I use a mixture of mathematical modelling and laboratory experiments to show
how spatial structure, both on long and short length scale, drastically changes the bacteria's exposure to the phages. These spatial effects counter-acts the phages ability to prey on the bacteria and may help explain how bacteria moderates the phage killing. On long length-scales, spatial organization works by partially restricting the phage proliferation to the local area and thereby reduce their interactions with bacteria far away. Furthermore, bacteria are often arranged in small clusters such as biofilm, microcolonies, or chains of connected bacteria. These small-scale structures have a large impact on how the phages prey on the bacteria: By aggregating in small clusters, the bacteria leave large swaths of space empty, and phages take longer to find the bacteria. However, once the bacteria are found, there are fresh hosts in the immediate vicinity. The tight clustering of bacteria means some bacteria shield others from the phages and are hit by disproportionately many phages. In general, when more than one phage hits a bacterium, the excess phages are effectively "wasted" since the
bacterium dies with even one infection. These high numbers of wasted phages mean fewer phages leave the bacterial cluster to find new hosts. In some special cases, these "superinfections" are known to drastically alter the phage strategy by delaying the killing of the host by a process called lysis inhibition, or by going into a dormant state called lysogeny, which protects the bacterium from subsequent phage infections.

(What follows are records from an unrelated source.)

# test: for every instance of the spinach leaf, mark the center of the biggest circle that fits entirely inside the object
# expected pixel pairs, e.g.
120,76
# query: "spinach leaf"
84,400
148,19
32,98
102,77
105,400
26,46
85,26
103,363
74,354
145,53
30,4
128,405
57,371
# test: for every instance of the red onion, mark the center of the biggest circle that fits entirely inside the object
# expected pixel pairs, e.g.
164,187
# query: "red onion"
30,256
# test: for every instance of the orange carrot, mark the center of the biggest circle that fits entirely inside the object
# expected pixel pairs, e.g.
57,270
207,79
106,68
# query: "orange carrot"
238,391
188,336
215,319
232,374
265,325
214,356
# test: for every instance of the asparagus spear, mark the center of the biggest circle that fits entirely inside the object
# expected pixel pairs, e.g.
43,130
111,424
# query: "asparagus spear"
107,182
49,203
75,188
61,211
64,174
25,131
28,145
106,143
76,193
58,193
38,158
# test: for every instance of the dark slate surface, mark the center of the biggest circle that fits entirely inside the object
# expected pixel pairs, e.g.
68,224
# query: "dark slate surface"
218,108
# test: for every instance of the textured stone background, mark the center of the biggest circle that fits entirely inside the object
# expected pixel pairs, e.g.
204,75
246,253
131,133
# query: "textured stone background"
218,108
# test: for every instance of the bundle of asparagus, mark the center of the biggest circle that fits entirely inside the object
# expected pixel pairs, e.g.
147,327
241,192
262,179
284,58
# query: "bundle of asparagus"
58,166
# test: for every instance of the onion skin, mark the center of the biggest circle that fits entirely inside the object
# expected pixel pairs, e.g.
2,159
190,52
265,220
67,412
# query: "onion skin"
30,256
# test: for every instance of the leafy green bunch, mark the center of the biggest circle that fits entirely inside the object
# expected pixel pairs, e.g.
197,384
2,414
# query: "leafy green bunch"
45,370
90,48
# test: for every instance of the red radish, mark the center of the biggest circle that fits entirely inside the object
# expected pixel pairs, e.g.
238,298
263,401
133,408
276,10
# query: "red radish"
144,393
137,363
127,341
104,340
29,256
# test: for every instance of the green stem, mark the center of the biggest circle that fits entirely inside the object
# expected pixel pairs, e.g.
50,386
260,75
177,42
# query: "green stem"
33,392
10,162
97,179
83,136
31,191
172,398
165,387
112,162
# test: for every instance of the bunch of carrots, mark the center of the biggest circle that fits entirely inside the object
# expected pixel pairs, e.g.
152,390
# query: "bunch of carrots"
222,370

A consequence of evolution is that bacteria often live in diverse ecosystems along several other bacterial strains who are related but with substantial genetic differences caused by mutations. The well-known phrase \survival of the fittest" highlights the ever-present competition between such co-existing bacteria which tends to favour the survival of only a single species. However, it is known that a widespread bacterial defence system, the restriction-modiffcation (RM) system, can limit this competition in favour of emergent cooperation. This cooperation allows the bacteria to collectively drive the population of the phage predator down and allow several bacterial strains to stably co-exist. By accounting for a trade-off between cost and efficacy of these defence systems, as well as the fact that several bacterial strains often contain the same RM systems, I show that the diversity of these ecosystems can be higher still
and, in some cases, be so without suppressing the phage population to low levels.